Jeanette and I and spent the morning trying to understand how these worked together. Here’s my “Cliffnotes” on what we concluded.

First of all, as my wife so emphatically points out now is that the Albums really aren’t that at all. If you create an album and copy a photo from you Camera Roll to the Album it is really just creating a pointer and the Album is really functioning as a filter. If you attempt to delete the file from either the Camera Roll or the “Album” it will be deleted in both places. Albums can’t be used to keep subsets of photos and delete them from the Camera Roll. This also holds true for Shared Streams…these aren’t the same as the My Photo Stream.

If you create a Shared Stream and copy a file from the Camera Roll to the shared stream and try to delete it from the Camera Roll it will be deleted in both the Camera Roll and the Shared Stream. If you try to delete it from the Shared Stream it will not be deleted from the Camera Roll.

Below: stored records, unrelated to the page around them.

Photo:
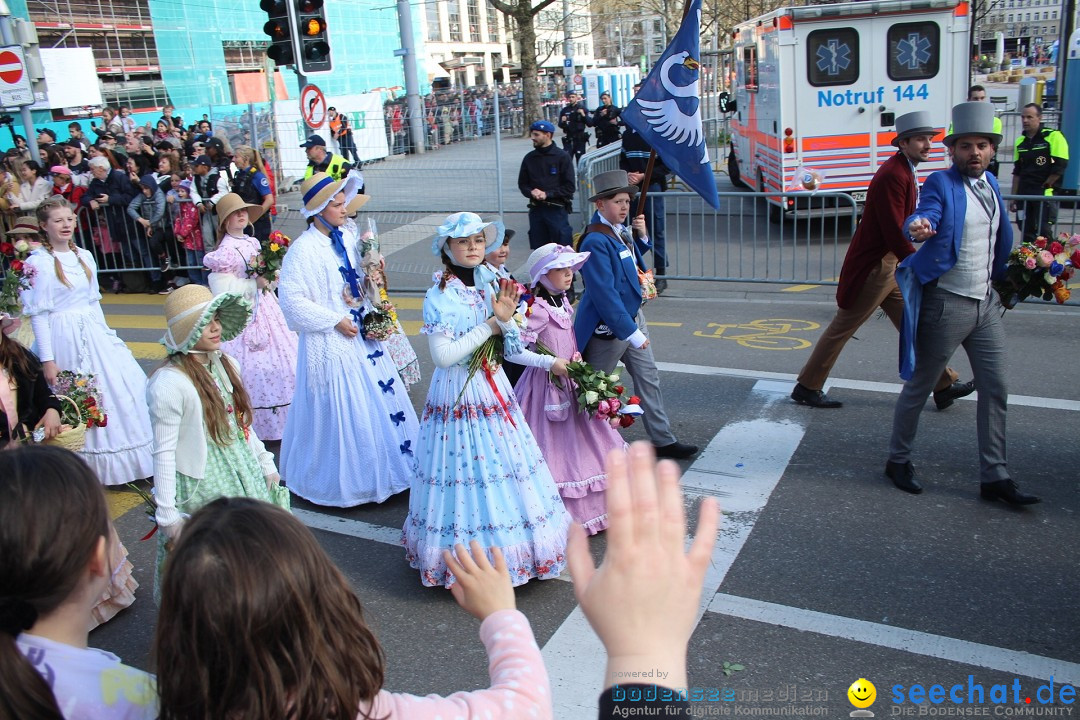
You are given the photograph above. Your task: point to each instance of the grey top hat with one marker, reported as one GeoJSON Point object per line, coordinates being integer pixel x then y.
{"type": "Point", "coordinates": [973, 119]}
{"type": "Point", "coordinates": [912, 124]}
{"type": "Point", "coordinates": [610, 184]}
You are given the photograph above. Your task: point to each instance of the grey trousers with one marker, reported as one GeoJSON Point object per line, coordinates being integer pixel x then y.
{"type": "Point", "coordinates": [605, 354]}
{"type": "Point", "coordinates": [945, 322]}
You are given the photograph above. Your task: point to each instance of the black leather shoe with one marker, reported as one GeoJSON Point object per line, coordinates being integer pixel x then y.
{"type": "Point", "coordinates": [1007, 492]}
{"type": "Point", "coordinates": [804, 395]}
{"type": "Point", "coordinates": [943, 398]}
{"type": "Point", "coordinates": [676, 450]}
{"type": "Point", "coordinates": [902, 475]}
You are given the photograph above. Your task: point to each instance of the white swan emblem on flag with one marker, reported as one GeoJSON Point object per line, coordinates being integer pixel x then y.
{"type": "Point", "coordinates": [666, 117]}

When a picture is taken with the Apple Camera app the photo is saved to both the Camera Roll and the My Photo Stream when the Photo Stream option is turned on and you are using Wi-Fi. It is possible for My Photo Stream to temporarily be out of sync when the photo is taken and no Wi-Fi is available. Once Wi-Fi is available again, My Photo Stream with sync again.

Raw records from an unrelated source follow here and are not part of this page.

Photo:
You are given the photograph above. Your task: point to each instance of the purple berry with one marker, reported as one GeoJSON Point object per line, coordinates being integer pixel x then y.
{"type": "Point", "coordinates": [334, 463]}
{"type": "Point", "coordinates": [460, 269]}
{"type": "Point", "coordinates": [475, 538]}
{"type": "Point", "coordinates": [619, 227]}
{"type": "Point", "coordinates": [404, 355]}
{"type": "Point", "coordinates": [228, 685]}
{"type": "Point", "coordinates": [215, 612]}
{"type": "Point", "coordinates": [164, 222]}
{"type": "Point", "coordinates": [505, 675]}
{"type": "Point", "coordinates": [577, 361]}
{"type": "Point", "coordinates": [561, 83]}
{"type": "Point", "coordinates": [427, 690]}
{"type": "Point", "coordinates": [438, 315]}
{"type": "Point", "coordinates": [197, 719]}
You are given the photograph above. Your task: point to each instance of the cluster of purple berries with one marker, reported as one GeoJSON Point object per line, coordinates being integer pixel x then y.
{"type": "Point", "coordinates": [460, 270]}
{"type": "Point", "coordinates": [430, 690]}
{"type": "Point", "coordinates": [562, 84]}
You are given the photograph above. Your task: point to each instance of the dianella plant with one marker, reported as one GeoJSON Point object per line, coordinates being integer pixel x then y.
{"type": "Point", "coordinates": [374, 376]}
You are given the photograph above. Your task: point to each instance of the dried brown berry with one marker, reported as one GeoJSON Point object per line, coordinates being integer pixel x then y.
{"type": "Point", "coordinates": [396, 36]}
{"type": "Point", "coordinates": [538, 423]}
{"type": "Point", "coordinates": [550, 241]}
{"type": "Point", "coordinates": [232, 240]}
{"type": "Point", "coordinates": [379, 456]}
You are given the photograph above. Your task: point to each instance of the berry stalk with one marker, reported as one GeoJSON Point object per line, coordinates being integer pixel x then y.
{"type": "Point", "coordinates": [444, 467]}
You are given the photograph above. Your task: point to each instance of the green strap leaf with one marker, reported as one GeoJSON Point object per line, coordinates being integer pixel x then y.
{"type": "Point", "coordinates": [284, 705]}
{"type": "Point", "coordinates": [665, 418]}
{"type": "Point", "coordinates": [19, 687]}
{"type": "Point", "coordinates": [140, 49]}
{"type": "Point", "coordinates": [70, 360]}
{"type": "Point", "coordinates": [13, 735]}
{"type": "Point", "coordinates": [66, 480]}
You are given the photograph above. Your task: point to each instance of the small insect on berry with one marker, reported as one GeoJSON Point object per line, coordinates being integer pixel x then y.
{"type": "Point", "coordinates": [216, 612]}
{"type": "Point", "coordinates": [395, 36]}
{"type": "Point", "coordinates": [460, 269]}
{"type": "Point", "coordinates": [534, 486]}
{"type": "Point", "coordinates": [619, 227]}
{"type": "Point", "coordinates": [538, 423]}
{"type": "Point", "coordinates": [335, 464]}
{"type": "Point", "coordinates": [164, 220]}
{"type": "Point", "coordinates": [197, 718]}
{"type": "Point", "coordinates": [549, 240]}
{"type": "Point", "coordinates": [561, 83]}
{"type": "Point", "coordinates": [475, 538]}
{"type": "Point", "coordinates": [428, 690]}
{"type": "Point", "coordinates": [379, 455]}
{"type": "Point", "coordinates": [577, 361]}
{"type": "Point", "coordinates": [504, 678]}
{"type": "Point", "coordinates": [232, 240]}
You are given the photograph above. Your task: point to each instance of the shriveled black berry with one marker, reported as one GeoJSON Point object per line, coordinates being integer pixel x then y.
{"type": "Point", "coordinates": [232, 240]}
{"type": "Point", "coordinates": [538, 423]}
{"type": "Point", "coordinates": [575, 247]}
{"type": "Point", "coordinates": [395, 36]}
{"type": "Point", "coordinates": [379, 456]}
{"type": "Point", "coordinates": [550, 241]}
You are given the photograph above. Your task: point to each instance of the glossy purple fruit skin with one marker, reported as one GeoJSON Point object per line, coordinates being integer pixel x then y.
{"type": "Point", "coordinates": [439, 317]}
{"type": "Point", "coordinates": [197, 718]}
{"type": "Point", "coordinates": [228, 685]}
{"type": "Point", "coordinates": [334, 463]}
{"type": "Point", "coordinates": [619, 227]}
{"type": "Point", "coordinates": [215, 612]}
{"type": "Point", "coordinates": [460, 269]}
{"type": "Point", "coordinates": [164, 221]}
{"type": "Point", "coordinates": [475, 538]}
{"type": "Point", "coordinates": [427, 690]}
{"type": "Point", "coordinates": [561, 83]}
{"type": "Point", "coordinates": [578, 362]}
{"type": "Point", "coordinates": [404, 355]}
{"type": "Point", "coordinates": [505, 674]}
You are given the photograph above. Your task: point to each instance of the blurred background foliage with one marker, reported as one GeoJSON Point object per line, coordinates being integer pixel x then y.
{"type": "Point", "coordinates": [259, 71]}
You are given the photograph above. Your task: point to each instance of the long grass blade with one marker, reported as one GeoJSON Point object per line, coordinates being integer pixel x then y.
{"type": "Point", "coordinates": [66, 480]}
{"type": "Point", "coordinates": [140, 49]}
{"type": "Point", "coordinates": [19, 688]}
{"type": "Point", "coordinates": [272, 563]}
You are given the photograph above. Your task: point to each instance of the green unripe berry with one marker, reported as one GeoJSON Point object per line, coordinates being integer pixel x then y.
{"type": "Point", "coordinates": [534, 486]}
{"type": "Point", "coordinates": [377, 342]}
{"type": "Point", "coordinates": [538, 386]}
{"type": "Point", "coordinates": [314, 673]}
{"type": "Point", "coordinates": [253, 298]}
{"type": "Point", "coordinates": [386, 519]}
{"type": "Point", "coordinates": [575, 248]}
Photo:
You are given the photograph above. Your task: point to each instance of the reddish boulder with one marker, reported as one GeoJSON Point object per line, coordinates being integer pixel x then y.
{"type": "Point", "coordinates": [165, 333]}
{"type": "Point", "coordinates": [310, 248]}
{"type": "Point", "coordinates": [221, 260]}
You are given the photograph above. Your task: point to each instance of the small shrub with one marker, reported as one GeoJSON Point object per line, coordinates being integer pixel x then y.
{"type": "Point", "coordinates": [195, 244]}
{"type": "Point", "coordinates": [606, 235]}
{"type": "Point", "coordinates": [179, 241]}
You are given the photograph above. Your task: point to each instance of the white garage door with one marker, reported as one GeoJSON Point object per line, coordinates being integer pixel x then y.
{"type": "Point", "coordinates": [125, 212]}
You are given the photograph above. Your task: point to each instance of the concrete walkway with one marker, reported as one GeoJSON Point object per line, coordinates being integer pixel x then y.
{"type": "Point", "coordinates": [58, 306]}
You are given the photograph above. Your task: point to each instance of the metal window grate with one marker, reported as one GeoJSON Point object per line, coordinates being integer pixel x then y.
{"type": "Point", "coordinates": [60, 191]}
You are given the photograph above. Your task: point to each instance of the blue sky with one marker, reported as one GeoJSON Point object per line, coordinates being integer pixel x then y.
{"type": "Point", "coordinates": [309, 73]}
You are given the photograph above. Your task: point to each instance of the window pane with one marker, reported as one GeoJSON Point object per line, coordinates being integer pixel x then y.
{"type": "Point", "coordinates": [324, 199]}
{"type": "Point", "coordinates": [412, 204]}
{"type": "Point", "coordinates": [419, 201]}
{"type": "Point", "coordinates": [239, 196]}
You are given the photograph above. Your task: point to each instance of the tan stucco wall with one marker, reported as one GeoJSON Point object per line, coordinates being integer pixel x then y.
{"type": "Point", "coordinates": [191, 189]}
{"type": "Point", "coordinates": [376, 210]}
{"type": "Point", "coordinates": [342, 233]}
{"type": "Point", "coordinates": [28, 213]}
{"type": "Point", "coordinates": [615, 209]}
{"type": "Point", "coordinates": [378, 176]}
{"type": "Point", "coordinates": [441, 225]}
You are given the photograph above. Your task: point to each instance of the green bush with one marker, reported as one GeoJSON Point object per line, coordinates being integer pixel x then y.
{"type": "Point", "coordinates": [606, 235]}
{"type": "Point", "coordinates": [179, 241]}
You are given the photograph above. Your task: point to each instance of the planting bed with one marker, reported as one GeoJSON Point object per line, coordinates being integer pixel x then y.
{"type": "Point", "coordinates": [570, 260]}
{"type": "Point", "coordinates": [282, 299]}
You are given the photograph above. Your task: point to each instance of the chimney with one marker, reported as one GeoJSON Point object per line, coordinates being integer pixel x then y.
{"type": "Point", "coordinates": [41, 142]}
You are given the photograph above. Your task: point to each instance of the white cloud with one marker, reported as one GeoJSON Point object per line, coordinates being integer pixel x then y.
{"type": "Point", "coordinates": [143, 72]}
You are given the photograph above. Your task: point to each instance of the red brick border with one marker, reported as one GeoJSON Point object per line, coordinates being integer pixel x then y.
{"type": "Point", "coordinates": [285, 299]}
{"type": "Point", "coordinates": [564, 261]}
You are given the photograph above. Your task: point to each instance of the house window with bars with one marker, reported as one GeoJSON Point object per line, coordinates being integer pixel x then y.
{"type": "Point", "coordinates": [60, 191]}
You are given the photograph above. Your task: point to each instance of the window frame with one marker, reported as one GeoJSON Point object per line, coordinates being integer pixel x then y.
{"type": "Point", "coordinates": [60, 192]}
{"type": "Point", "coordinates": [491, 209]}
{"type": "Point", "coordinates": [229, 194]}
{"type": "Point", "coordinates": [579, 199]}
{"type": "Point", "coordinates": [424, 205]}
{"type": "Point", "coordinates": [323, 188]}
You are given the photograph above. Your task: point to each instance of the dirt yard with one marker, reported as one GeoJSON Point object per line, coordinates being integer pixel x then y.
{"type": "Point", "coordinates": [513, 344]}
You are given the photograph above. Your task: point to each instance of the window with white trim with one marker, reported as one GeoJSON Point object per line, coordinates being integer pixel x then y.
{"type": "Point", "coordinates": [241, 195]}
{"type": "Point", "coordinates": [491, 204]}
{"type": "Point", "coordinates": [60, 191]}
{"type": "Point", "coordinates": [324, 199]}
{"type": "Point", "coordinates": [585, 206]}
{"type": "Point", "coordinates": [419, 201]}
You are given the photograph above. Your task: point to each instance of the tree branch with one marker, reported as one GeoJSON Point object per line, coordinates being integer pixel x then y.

However, if one device has the Photo Stream turned on and another does not it is possible for a number of photos (those older than 30 days) to be saved to the Camera Roll and not the Photo Stream. For example, if several photos are taken on an iPhone over a period greater than 30 days then the Photo Stream is turned on, only the photos taken in the last 30 days will be synchronized to the Photo Stream. There is also a limit of 1000 photos per Stream.

To copy the older photo to another iPhone, iPad or Mac, you need to create another Shared Stream and copy the files from the Camera Roll to the Shared Stream. At the destination iPad the photos in the Photo Stream or Shared Stream can be copied from from the Shared Stream to the Camera Roll. After they have been copied they can be deleted from the Shared Stream.

IMPORTANT: If the files are deleted from the Shared Stream they will remain on the original iPhone or iPad Camera Roll.

I’ll make the statement below because it actually happened once. With all other tests it didn’t happen. The photos in the Shared Stream were not delete.

{However, if they are deleted from the original iPhone or iPad’s Camera Roll they will also be deleted from the Shared Stream.}

Any of the streams, My Photo Stream or any Shared Streams can be accessed from another iOS or OSX device. This happens automatically for the devices using the same Apple ID and for other people if you share the Shared Streams. A file can be copied to the Camera Roll of an iPhone or iPad.

All Photo Stream (My Photo Stream and Shared Streams) photos appear in the iCloud “folder” in iPhoto on a Mac. The photos can then be imported to the iPhoto catalog.

If you copy anything from a Photo Stream to an album and delete it from the Photo Stream it will remain in the album. It is important to note that it will also appear in the Camera Roll because an album is really just a filter for the Camera Roll. This is evident by the Camera Roll being grayed out when copying from the Photo Stream or Shared Stream to an album. The album is really a smart folder for the Camera Roll, or just a reference from the Camera Roll. The actual file only exists in the Camera Roll and only the Camera Roll.

This is easily demonstrated by editing a photo that appears in both the Camera Roll and an album. The changes from Camera Roll will automatically appear in what you see in the Album.